Common pitfalls in week 2–3

  • Emoji drift. The model loves emojis. Add "no emojis" to the prompt explicitly AND add a post-processing step that strips them. Belt and braces.
  • Hashtag bloat. Cap hashtags in the JSON schema. Without a cap the model will return 30 hashtags for a tweet.
  • Image-caption mismatch. Always generate both in the same workflow run from a paired JSON. The drift is invisible at first and ugly within two weeks.
  • Buffer slot exhaustion. Buffer Free caps at 30 scheduled posts. If you batch a month ahead, the 31st post silently fails to schedule. Either upgrade or schedule weekly.
“Automation should help you reach the cadence you already wanted, not push you to a cadence you can’t sustain coherently.”

Frequently asked questions

Frequently asked questions

How do I automate social media with n8n and an LLM?

Five nodes: Schedule Trigger → source node (RSS or Notion seeds) → LLM call returning JSON with paired caption and image_prompt → image generation → Slack approval gate that schedules to Buffer on approve. Always generate caption and image in the same run, always include 2–3 past-approved posts as few-shot, always keep an approval gate for at least 30 days.

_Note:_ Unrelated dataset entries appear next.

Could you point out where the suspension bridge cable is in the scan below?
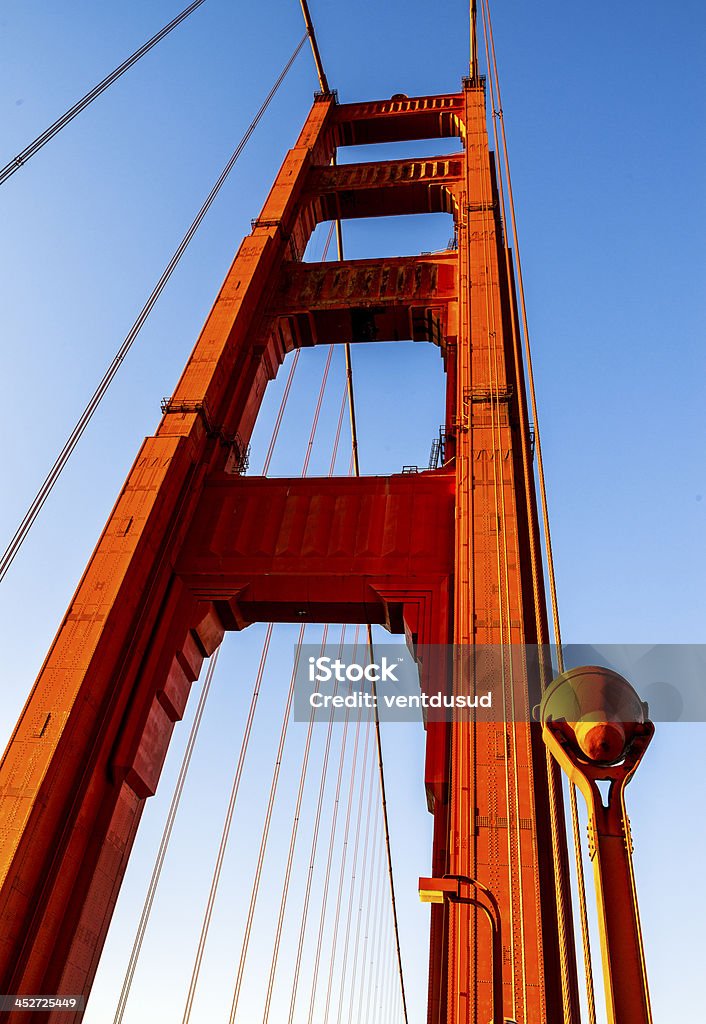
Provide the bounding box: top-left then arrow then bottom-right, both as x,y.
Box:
288,627 -> 355,1024
321,696 -> 370,1024
114,321 -> 299,1024
113,647 -> 220,1024
299,0 -> 329,92
182,623 -> 273,1024
182,339 -> 313,1024
270,436 -> 360,1024
227,339 -> 344,1024
336,205 -> 408,1024
347,798 -> 380,1024
0,0 -> 212,185
262,625 -> 336,1024
0,36 -> 307,581
306,622 -> 361,1024
482,0 -> 595,1024
334,736 -> 375,1024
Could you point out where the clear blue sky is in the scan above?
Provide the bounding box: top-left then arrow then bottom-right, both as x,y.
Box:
0,0 -> 706,1024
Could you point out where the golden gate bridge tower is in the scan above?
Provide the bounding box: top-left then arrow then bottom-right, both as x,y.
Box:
0,5 -> 651,1024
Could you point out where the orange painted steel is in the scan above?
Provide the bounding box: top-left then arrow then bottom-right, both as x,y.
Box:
0,80 -> 578,1024
541,666 -> 655,1024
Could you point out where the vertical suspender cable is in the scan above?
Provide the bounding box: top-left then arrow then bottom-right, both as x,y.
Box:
114,294 -> 299,1024
482,0 -> 595,1024
114,647 -> 220,1024
0,36 -> 307,581
293,0 -> 408,1007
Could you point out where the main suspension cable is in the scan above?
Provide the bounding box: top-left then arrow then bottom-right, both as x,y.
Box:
0,36 -> 308,581
0,0 -> 211,185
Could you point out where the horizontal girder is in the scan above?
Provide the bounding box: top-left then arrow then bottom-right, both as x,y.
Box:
268,252 -> 458,349
333,93 -> 463,145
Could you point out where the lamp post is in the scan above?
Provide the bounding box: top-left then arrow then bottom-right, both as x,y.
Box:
541,666 -> 655,1024
419,874 -> 506,1024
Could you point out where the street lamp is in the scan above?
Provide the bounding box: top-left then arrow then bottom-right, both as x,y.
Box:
541,666 -> 655,1024
419,874 -> 504,1024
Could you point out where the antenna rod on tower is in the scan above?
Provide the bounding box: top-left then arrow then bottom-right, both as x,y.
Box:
299,0 -> 331,92
467,0 -> 479,82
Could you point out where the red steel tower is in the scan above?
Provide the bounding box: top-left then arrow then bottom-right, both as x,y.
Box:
0,79 -> 578,1024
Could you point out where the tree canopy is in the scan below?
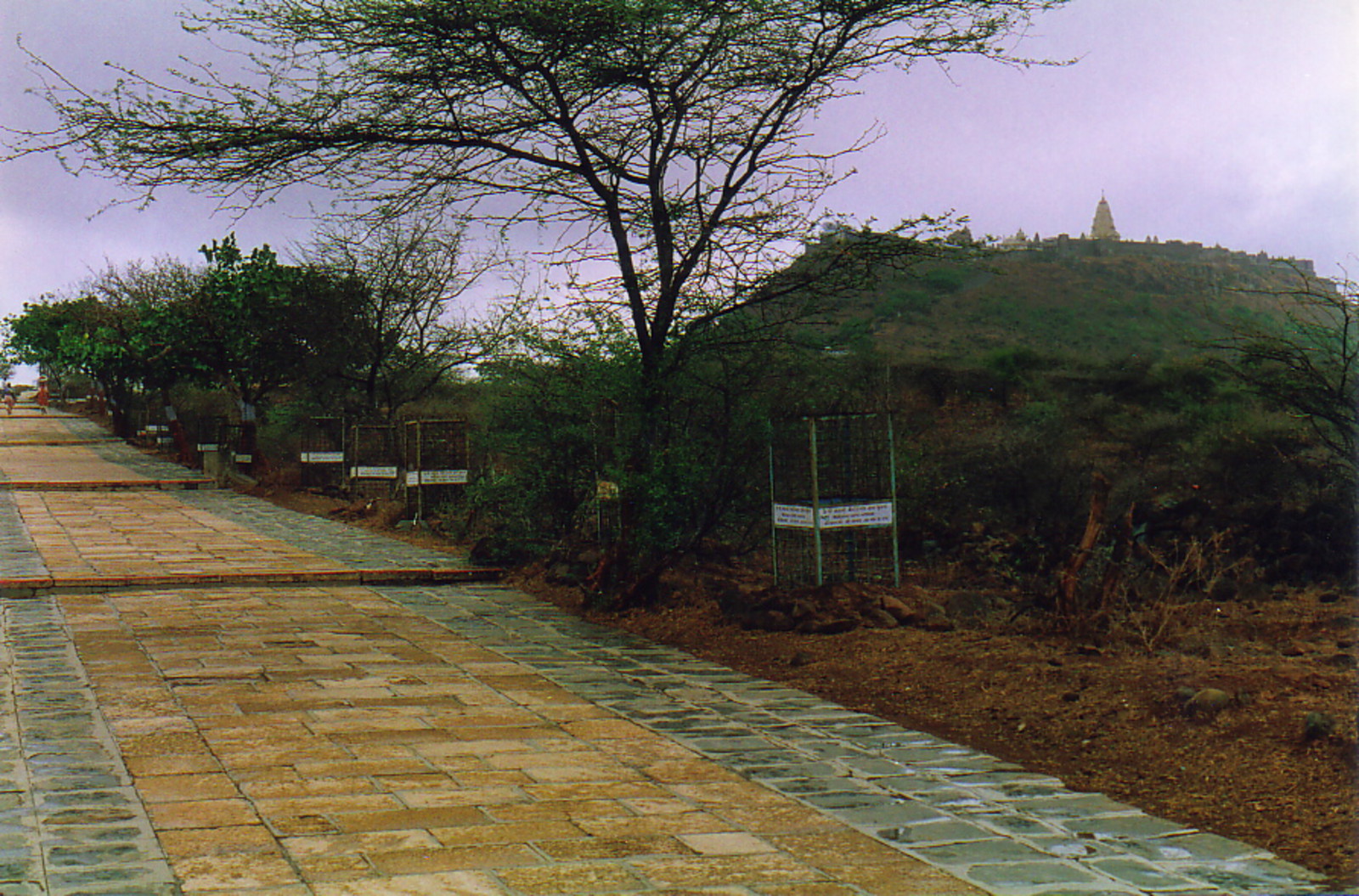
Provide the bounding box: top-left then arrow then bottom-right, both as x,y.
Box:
18,0 -> 1064,383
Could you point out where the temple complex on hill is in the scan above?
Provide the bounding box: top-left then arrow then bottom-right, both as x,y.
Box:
995,194 -> 1316,276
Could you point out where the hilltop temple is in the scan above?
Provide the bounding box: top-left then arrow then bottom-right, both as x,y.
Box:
994,193 -> 1316,276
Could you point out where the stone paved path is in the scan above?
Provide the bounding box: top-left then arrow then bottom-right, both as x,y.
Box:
0,414 -> 1337,896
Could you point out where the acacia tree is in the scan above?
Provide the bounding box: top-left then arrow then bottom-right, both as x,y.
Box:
1216,271 -> 1359,479
7,258 -> 199,439
301,217 -> 522,414
19,0 -> 1064,387
16,0 -> 1065,603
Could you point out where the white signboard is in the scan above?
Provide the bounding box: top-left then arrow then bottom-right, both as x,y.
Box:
773,500 -> 892,529
406,471 -> 467,486
349,466 -> 397,479
773,504 -> 811,529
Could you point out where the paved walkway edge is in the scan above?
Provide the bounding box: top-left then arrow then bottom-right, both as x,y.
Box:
378,586 -> 1325,896
0,567 -> 505,598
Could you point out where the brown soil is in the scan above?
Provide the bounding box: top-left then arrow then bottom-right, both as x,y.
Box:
263,489 -> 1359,891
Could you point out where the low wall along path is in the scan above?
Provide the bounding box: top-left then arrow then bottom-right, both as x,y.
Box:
0,405 -> 1320,896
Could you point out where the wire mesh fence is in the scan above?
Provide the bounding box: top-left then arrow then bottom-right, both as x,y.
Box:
403,420 -> 471,520
770,414 -> 901,586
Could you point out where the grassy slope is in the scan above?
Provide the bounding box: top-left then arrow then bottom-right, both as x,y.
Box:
840,248 -> 1300,363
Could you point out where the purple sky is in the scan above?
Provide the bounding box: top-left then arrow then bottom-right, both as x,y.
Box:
0,0 -> 1359,329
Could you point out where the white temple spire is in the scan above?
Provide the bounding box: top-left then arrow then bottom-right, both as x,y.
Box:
1090,192 -> 1119,239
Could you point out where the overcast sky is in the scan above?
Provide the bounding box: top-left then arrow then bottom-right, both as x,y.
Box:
0,0 -> 1359,326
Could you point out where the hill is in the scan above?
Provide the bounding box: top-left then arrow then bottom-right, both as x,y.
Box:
793,244 -> 1317,364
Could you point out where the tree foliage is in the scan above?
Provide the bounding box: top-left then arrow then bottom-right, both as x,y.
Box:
13,0 -> 1064,380
1218,273 -> 1359,476
302,219 -> 523,414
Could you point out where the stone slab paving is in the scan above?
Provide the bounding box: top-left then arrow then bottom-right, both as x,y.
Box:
0,598 -> 179,896
0,419 -> 1337,896
59,588 -> 984,896
0,412 -> 213,491
175,489 -> 467,570
11,491 -> 345,584
0,410 -> 121,444
379,586 -> 1323,896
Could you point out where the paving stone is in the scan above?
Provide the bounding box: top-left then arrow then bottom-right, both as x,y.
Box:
963,860 -> 1108,896
1087,858 -> 1217,893
0,417 -> 1317,896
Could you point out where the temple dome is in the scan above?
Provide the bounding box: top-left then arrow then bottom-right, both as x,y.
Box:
1090,193 -> 1119,239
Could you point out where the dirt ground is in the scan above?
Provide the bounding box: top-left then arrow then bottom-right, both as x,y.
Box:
263,489 -> 1359,892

Can the AI sound like my brand?

Yes if you give it 2–3 of your best past posts as few-shot examples in the prompt, include a banned-words list, and review-and-refresh the examples every 4–6 weeks. Without few-shot examples the model drifts to platform-generic voice within ~14 days.

Should I auto-publish or require human approval?

Require human approval for at least the first 30 days. After 30 days, only auto-publish on topics where every post follows a tight template (e.g., job postings, event reminders). For anything brand-voice-sensitive, keep the gate — it’s 10 seconds of effort per post and prevents the embarrassments that compound.

What does this cost to run?

About $6–$10/month for 5 posts/week: $0.88 in GPT-4o-mini + DALL-E 3 standard, $5 for n8n on a tiny VPS, Buffer Free. Replace DALL-E with Flux/SDXL self-hosted and the marginal AI cost drops to ~$0.04/month, leaving infra as the dominant cost.

Which platforms can I cross-post to?

Buffer and Hootsuite both support LinkedIn, Twitter/X, Instagram, Facebook, Pinterest, TikTok, YouTube Shorts, and Threads from a single API. n8n has native Buffer and Hootsuite nodes. Generate one post per platform from the same seed rather than cross-posting the same text — each platform has its own optimal length and tone.

How many posts per week is realistic?

3–5 posts/week per platform is the realistic sustainable target. More than that and either quality drops or your audience treats your account as a feed they tune out. Use the saved hours to engage in comments — that’s where the actual reach in 2026 lives.